Arab humor


From The Wall Street Journal:

In the end, what mars the Arab-American Comedy Festival is the danger to your health: The laughs come so thick and fast that there’s no chance to breathe for minutes at a time. One shows up wondering, will it be an extended political rant? Will there be too much phoney applause for bad jokes, endless ethnic boosterism or straining for sympathy, a long bemoaning of injustices, all dressed up as humor? Not a bit of it. Instead, the audience gets a splendid, merciless anatomy of the Arab-American experience, so unsparingly self-critical that it goes beyond the politically incorrect to a species of comedy that often shucks off all conventions and nears pure anarchy.

This is a particularly notable achievement considering the political freight the festival implicitly carries. Last week’s was the sixth annual event: seven shows in five nights — this time at Comix, a comedy club in Manhattan. The producers had dreamed up the idea in response to post-9/11 pressures on the Arab-American community. "In 2003," says Dean Obeidallah, the co-founder, a 30-something from New Jersey of Italian-Arab parents, "you couldn’t mention the Arab thing until the last minute or the venue wouldn’t book you — now they’re all delighted to have us. But, of course, attitudes have changed so much in the interim. These days, people are more terrified of sneezing Mexicans than Arabs."

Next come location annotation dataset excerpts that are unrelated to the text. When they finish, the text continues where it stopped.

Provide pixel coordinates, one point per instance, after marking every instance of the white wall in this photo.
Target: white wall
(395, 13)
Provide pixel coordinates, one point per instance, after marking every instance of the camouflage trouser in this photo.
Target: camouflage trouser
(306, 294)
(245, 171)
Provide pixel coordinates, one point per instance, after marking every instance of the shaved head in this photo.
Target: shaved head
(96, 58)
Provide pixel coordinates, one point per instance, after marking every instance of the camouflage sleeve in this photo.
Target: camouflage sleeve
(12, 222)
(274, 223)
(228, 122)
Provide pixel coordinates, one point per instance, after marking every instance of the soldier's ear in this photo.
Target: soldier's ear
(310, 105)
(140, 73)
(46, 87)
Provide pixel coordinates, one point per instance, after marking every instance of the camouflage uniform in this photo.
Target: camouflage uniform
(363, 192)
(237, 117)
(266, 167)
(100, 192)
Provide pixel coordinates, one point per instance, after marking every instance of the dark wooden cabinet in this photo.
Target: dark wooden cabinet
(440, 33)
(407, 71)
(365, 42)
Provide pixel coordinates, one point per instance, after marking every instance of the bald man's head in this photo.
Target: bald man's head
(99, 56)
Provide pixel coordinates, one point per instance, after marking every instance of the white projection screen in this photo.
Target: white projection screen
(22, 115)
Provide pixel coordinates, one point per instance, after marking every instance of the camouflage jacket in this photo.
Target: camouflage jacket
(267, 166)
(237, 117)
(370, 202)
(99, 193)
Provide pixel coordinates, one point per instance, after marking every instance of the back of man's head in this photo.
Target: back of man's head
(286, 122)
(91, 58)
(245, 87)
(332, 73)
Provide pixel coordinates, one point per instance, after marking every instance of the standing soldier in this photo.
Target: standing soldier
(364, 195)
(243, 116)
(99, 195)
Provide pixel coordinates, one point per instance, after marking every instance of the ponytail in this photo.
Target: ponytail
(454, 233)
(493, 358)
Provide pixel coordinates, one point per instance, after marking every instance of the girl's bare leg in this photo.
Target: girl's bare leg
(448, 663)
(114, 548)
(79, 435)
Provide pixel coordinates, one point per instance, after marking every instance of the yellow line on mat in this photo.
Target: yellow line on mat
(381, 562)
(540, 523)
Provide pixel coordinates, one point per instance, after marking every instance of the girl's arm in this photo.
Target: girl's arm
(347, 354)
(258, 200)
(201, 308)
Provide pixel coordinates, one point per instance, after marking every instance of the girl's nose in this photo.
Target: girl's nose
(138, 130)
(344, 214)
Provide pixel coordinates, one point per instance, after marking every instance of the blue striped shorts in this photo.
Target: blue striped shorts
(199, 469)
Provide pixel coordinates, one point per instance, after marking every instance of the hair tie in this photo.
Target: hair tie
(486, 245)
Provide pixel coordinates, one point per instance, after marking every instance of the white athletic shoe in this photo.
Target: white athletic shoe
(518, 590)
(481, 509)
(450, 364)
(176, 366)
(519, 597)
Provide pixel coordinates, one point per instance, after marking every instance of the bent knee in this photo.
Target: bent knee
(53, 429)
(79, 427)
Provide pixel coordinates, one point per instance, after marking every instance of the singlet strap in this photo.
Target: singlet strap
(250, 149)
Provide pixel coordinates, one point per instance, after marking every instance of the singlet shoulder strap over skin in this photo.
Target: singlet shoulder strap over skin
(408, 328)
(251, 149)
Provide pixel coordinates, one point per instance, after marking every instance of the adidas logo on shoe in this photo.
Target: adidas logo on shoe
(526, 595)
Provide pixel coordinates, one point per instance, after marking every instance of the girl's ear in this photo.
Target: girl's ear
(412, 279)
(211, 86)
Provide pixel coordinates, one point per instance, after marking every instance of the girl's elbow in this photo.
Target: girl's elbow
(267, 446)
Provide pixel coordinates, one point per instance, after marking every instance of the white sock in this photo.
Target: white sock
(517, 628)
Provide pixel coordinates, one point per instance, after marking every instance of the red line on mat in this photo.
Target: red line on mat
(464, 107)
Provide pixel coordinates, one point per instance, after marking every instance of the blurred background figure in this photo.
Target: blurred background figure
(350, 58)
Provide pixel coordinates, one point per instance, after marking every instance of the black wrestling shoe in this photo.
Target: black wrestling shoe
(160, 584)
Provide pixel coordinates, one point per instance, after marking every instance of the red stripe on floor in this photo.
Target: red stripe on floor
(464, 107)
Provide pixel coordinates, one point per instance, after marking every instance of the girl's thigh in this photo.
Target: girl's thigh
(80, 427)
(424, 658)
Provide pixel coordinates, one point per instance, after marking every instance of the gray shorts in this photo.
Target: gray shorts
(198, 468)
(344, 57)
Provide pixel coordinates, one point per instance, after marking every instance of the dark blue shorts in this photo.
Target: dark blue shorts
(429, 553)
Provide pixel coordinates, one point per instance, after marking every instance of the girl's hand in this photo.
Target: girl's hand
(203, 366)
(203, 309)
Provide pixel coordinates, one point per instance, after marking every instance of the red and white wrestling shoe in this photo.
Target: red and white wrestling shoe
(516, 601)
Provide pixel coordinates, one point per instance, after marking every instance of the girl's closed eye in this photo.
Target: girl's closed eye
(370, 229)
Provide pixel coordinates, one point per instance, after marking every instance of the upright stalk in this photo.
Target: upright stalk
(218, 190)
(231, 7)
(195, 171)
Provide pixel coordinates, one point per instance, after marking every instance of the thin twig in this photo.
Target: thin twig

If Mr. Obeidallah, an affable Ken-doll look-alike and the festival’s MC, sounds a mite provocative, he pales in comparison to female co-founder and fellow stand-up comedian Maysoon Zayid. Also from New Jersey, Ms. Maysoon has cerebral palsy and grinds out her remarks through gnashing jaws. "I found my husband in Gaza — the best place for me. They have nowhere to run." Both producers have numerous major showbiz credits to their name — Mr. Obeidallah starred in Comedy Central’s "Axis of Evil" show and took it all over the Middle East. Ms. Zayid has appeared in several movies — as have many of the 50 or so performers. The third producer, Walid Zouaiter, of Lebanese extraction, came on in the second year and has just acted in a George Clooney film.